7°. La grette de Notre-Dame de la Balme ; elle ressemble à toutes les autres grottes, étant remplie de stalactites & de congélations, ou concrétions pierreuses. On dit que du tems de François I. il y avoit un abîme au fond de cette grotte, dans lequel l’eau d’une riviere se perdoit avec un bruit effrayant ; aujourd’hui ces phénomenes ont disparu.

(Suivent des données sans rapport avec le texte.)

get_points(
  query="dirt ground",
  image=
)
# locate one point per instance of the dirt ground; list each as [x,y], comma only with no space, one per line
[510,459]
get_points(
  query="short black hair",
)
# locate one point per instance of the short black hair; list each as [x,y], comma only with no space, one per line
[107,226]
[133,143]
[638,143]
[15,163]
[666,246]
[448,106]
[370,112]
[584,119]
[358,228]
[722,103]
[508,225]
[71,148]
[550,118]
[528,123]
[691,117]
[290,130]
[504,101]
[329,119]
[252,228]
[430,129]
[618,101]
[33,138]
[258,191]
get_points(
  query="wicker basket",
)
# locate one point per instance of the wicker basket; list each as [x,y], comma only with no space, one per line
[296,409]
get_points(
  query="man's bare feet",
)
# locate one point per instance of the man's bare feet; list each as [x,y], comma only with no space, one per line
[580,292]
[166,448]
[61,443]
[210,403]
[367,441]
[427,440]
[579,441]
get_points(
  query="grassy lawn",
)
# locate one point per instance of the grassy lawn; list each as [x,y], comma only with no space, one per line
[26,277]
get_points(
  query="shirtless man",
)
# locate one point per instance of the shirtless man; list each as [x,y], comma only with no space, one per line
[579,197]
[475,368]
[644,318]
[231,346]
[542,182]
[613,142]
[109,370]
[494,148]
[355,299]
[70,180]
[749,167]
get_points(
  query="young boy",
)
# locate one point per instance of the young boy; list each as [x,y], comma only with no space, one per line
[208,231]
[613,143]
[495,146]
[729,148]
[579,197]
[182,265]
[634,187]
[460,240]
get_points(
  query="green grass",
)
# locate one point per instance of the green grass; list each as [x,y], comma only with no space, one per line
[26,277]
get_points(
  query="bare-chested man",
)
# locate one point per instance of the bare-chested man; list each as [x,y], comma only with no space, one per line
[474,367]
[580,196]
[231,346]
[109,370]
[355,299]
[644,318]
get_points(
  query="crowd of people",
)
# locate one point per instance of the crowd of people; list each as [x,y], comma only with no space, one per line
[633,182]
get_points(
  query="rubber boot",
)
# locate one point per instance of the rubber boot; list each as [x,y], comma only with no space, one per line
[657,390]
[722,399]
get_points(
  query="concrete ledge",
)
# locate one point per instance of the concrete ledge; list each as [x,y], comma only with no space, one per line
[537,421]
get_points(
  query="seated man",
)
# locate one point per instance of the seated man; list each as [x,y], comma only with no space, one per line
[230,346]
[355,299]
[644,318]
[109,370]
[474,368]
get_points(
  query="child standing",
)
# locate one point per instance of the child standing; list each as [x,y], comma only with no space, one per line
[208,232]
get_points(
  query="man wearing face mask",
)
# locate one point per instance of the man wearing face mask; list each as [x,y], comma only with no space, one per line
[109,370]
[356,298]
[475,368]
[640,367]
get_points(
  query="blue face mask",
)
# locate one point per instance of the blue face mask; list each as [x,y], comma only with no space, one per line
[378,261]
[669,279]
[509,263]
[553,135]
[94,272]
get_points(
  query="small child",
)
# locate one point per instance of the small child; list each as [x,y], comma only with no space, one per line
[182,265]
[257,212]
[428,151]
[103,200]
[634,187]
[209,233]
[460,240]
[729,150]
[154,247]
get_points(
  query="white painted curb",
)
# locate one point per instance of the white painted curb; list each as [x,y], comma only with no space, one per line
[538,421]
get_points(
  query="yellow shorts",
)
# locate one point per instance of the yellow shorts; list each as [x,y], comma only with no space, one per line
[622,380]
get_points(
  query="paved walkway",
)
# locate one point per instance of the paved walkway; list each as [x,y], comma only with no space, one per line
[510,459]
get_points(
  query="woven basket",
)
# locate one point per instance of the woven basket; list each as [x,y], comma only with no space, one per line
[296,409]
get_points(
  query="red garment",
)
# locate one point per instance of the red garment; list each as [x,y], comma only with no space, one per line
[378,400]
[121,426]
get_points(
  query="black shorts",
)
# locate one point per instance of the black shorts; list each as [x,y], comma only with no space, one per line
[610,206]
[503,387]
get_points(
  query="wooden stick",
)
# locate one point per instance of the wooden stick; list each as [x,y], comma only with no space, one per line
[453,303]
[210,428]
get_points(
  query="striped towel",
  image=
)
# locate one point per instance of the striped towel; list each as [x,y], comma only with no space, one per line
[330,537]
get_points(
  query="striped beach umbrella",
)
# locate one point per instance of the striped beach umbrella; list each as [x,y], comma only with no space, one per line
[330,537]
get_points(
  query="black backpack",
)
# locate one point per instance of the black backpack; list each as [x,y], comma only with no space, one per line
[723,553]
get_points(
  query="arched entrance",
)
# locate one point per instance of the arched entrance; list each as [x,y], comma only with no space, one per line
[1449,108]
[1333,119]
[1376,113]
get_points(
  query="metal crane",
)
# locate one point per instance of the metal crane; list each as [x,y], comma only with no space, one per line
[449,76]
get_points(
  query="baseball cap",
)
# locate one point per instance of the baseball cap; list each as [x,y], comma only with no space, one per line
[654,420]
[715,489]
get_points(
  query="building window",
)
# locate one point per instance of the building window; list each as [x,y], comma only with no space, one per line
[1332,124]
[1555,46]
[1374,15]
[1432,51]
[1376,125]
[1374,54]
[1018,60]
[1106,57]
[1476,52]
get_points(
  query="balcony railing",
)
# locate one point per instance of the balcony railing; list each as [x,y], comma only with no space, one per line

Aux merveilles qui viennent d’être décrites, quelques auteurs en ajoutent encore d’autres ; telles sont la fontaine vineuse, qui est une source d’une eau minérale qui se trouve à Saint-Pierre d’Argenson ; elle a, dit-on, un goût vineux, & est un remede assuré contre la fievre ; ce goût aigrelet est commun à un grand nombre d’eaux minérales acidules. Le ruisseau de Barberon est encore regardé comme une merveille du Dauphiné ; par la quantité de ses eaux on juge de la fertilité de l’année. Enfin on peut mettre encore au même rang les eaux thermales de la Motte, qui sont dans le Graisivaudan, à cinq lieues de Grenoble sur le bord du Drac ; elles sont, dit-on, très-efficaces contre les paralysies & les rhumatismes. (—)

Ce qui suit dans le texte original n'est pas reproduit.